A pesar de la hora avanzada, el bueno del cura no pudo menos de retar a su casi analfabeto fámulo a un duelo. Y he aquí que Mirko le venció a él también con toda facilidad. Jugaba de un modo tenaz, lento, inconmovible, sin levantar una sola vez la ancha frente inclinada sobre el tablero. Pero jugaba con imperturbable seguridad; en los días siguientes, ni el gendarme ni el cura fueron capaces de ganarle una sola partida. El sacerdote, que estaba en mejores condiciones que cualquier otro para juzgar del retraso de su pupilo en todos los demás aspectos, quiso cerciorarse por último hasta qué punto ese singular talento exclusivo resistiría una prueba más rigurosa. Mandó a Mirko al peluquero del pueblo para que éste le cortase sus desgreñados cabellos de color pajizo, a fin de dejarle un tanto más presentable, y luego le llevó en su trineo a la pequeña villa vecina, donde en el café de la plaza mayor había un grupo de jugadores de ajedrez más empedernidos que él, y a los que, a pesar de varias tentativas, jamás había podido vencer. No fue menudo el asombro de la tertulia local, cuando a empellones, el cura hizo pasar a un niño como de quince años, rubio y de mejillas coloradas, enfundado en una piel de cordero vuelta al revés y que calzaba pesadas botas altas.
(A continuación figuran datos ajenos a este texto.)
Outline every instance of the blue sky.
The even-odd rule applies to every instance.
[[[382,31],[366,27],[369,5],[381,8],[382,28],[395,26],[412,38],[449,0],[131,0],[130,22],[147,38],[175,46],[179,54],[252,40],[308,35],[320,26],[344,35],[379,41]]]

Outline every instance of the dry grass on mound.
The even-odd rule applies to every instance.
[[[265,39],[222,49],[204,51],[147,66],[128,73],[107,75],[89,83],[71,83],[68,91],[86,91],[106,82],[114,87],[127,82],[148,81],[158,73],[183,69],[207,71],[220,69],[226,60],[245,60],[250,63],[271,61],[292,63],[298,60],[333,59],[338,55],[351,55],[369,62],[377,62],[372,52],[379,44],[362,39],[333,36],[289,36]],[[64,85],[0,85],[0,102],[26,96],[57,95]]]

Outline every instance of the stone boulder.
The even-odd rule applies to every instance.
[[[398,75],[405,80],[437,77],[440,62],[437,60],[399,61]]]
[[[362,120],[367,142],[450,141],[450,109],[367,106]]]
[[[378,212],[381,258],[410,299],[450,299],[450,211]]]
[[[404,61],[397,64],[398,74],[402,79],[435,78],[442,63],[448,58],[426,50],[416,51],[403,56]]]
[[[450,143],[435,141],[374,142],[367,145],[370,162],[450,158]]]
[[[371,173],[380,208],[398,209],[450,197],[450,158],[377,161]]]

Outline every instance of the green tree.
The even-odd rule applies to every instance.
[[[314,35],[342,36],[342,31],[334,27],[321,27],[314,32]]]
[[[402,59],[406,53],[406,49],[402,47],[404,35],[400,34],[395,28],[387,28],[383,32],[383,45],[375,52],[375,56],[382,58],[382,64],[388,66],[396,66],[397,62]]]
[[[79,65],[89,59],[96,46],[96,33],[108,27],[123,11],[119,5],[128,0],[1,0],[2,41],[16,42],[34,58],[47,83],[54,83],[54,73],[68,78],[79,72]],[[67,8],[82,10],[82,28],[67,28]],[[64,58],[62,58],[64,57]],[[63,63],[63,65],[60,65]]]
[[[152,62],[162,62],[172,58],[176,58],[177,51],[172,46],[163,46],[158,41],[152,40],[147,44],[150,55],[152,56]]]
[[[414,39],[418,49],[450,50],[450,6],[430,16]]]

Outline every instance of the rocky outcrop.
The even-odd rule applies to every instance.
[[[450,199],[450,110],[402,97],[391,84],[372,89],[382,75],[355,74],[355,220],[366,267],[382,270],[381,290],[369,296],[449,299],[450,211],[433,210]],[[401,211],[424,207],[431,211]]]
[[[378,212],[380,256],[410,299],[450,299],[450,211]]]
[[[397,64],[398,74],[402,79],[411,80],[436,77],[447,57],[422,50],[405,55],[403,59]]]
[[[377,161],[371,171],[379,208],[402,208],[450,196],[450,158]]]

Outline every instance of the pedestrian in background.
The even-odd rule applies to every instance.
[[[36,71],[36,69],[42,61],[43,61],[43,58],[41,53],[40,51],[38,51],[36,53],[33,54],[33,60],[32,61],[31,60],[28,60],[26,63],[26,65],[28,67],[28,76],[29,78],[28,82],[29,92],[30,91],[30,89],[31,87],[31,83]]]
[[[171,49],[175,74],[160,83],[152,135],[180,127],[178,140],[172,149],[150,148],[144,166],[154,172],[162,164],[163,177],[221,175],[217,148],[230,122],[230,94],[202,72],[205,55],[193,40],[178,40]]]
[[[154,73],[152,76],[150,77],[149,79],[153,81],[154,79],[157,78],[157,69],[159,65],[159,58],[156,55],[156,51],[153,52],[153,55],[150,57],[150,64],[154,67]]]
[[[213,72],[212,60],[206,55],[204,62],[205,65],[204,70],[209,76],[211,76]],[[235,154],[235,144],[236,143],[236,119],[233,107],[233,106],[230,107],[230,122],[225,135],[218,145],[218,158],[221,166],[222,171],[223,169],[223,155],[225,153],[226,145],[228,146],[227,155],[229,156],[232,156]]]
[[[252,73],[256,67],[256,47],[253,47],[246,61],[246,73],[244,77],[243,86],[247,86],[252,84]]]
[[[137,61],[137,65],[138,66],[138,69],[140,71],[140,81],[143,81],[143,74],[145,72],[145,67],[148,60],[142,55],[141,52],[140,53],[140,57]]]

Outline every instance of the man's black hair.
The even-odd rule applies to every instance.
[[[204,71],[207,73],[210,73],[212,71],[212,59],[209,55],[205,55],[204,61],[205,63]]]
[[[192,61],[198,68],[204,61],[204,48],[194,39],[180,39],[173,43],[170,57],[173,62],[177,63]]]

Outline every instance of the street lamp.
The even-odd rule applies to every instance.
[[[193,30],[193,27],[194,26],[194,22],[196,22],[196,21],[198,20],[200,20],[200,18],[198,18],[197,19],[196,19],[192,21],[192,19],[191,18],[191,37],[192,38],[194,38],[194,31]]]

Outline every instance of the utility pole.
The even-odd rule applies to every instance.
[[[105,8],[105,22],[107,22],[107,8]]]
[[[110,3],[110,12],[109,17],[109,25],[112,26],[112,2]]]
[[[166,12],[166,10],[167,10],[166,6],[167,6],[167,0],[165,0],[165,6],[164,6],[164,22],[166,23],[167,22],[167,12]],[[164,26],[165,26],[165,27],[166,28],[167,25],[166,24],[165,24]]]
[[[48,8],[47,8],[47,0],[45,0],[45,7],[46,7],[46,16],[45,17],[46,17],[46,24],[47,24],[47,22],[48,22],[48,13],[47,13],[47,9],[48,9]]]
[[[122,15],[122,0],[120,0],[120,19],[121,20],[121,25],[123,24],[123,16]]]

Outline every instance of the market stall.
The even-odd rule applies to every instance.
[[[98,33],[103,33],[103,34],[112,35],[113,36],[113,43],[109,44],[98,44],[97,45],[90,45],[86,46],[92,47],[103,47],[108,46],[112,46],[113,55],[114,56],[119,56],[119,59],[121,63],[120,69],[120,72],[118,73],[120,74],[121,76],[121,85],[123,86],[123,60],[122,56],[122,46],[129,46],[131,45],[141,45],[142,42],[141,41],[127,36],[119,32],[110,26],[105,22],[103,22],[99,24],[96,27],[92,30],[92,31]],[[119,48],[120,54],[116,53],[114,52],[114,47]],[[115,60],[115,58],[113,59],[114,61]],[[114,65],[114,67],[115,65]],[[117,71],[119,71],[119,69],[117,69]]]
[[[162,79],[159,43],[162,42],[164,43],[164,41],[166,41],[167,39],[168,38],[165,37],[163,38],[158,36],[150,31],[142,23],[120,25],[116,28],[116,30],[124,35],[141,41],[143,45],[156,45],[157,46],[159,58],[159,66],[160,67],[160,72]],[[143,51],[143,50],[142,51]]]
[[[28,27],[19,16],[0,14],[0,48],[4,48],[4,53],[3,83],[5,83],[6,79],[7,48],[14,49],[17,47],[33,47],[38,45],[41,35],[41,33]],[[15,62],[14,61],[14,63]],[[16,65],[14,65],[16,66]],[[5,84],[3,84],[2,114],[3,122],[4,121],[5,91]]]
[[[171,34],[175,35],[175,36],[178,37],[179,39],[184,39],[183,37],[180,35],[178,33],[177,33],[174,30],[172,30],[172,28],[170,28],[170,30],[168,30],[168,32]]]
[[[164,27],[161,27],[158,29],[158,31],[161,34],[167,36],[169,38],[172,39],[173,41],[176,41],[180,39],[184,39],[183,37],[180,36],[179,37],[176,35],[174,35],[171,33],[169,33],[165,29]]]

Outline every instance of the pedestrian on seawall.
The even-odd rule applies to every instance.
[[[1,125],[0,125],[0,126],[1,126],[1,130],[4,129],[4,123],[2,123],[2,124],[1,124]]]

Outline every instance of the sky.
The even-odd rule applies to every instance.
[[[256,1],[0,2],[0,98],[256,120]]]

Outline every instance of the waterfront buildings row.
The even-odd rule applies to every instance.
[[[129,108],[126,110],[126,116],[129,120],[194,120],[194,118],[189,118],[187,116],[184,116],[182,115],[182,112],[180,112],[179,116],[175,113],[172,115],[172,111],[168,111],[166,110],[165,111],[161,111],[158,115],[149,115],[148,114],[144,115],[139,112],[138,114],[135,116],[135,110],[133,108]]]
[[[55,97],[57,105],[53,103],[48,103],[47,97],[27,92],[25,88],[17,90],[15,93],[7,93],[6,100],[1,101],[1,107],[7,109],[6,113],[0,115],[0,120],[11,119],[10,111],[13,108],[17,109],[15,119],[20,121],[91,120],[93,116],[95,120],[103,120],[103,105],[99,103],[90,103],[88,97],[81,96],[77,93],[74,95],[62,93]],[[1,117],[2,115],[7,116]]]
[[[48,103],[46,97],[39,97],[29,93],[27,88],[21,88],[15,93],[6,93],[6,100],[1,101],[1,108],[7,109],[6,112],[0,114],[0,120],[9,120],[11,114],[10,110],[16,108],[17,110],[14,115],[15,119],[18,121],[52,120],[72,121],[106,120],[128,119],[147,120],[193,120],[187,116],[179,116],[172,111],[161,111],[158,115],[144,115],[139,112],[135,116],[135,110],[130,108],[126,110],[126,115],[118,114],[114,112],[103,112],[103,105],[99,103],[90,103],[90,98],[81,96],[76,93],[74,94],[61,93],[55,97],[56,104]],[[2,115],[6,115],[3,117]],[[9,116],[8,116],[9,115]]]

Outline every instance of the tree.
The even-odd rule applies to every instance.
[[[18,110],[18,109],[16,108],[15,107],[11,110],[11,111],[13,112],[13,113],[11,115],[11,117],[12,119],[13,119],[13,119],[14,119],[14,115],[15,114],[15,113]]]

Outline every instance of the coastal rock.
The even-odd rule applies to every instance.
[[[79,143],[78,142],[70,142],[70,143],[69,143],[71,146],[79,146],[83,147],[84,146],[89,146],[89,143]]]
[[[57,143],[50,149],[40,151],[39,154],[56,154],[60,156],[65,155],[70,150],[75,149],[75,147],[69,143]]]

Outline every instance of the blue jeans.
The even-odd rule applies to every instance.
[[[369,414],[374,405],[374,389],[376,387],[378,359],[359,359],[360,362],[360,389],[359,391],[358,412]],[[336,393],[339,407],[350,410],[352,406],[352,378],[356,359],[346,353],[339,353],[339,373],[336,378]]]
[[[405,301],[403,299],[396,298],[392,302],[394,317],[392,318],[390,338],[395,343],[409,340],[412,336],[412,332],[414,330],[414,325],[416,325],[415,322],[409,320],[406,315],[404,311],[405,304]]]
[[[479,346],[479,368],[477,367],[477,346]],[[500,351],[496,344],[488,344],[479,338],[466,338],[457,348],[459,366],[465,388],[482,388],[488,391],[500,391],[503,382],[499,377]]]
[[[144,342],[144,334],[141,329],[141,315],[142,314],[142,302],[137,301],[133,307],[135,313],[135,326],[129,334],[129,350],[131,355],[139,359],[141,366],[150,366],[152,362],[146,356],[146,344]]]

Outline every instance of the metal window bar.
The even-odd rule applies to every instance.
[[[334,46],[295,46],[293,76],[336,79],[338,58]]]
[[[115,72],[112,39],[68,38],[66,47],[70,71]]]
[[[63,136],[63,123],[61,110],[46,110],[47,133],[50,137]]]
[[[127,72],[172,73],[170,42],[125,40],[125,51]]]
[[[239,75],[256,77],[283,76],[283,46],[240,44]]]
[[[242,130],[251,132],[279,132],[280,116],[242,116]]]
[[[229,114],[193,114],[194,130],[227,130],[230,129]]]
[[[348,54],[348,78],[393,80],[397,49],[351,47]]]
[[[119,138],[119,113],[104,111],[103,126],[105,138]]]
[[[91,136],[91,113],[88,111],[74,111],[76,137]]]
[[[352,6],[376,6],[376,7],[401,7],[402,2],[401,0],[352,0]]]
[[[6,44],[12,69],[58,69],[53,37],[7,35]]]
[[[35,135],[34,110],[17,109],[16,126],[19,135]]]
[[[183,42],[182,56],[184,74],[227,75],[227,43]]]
El niño se quedó avergonzado y perplejo en un rincón, sin levantar la mirada hasta que se le llamó a una de las mesas de ajedrez. Mirko, que en casa del cura nunca había visto la llamada defensa siciliana, quedó derrotado en la primera partida. La segunda se la disputó el mejor jugador de aquel circulo, y empataron. De entonces en adelante, Mirko ganó todas las partidas, una tras otra.